Connecting Health and Care: The Next Phase of Interoperability
March 18, 2016
Categories: Thought Leadership
Interoperability is the current buzzword for our nation’s health IT industry, and for a good reason. Interoperability–true interoperability–is the future of health care. If information is freely and securely shared among care providers it will make doctor’s jobs easier and improve the quality of care for all.
There are a number of roadblocks to interoperability, some of which we’ve discussed on this blog. But today the Centers for Medicare and Medicaid (CMS) are stepping up and leading by example. Acting Administrator of CMS Andy Slavitt and National Coordinator of Health Information Technology Karen DeSalvo recently penned a blog post in which they announced a new initiative to amend the “Interoperability Roadmap”, making connecting health and care for the nation easier for states.
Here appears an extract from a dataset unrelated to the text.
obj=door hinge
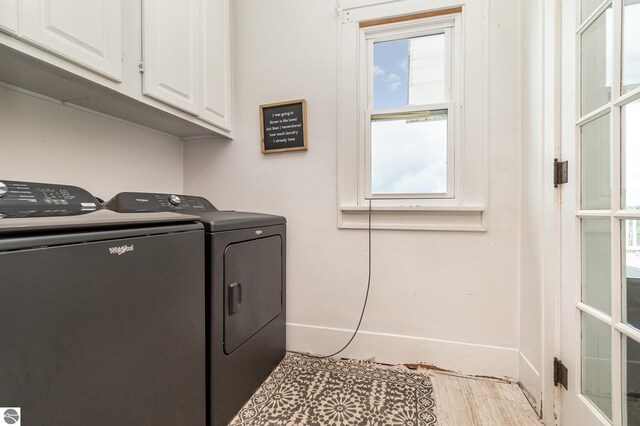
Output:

States will now be able to request 90 percent matching funds from CMS to “connect a broader variety of Medicaid providers to a health information exchange.” What that means is care providers, whether they are a hospital, mental health facility, substance abuse treatment center or otherwise, will be interconnected
Previously, alternative care, such as behavioral health, had not been connected to primary care. That gap meant that doctors, who may be providing emergency treatment, could not immediately access the full scope of a patient’s medical record. Beyond responding to emergency issues, the gap also made it difficult to track a patient’s adherence to prescribed treatment, which in turn made relapse all the more likely.
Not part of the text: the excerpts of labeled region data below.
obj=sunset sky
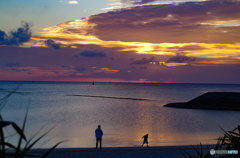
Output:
[0,0,240,83]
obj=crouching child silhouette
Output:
[95,125,103,149]
[142,134,148,147]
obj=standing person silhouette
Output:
[142,134,148,147]
[95,125,103,149]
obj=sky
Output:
[0,0,240,84]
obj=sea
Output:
[0,81,240,148]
CMS’ new initiative will help bridge the gap and encourage the seamless sharing of information. The return on investment is backed by studies. It’s been proven that improving population health – that is, proactive management of an entire population’s collective health – significantly cuts costs. The more preventable hospital visits we avoid through seamlessly managed care, the lower the cost.
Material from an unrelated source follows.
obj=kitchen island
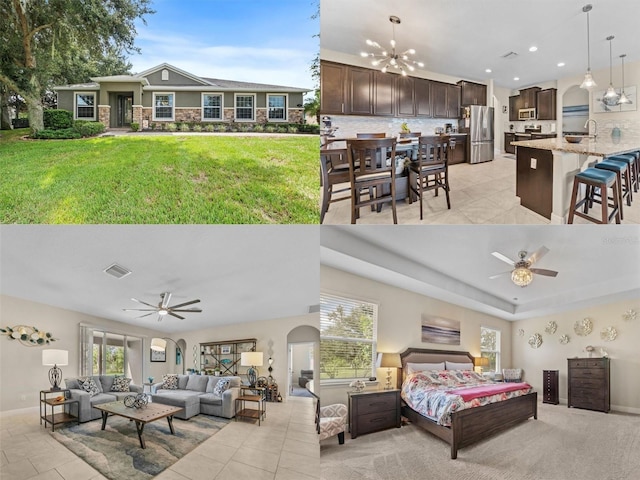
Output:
[511,137,640,224]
Similarly, Slavitt and DeSalvo argue, “This investment should speed the adoption of alternative payment models that focus on the quality rather than the quantity of care provided.” The initiative will help us provide better care to Medicaid patients, pay for it through a better reimbursement model and save money. The incentives to join in on the interoperability initiatives in Medicaid should now heavily outweigh the costs and 90% of the companies that provide EHRs to hospitals have taken the interoperability pledge to show their commitment to Health IT’s future.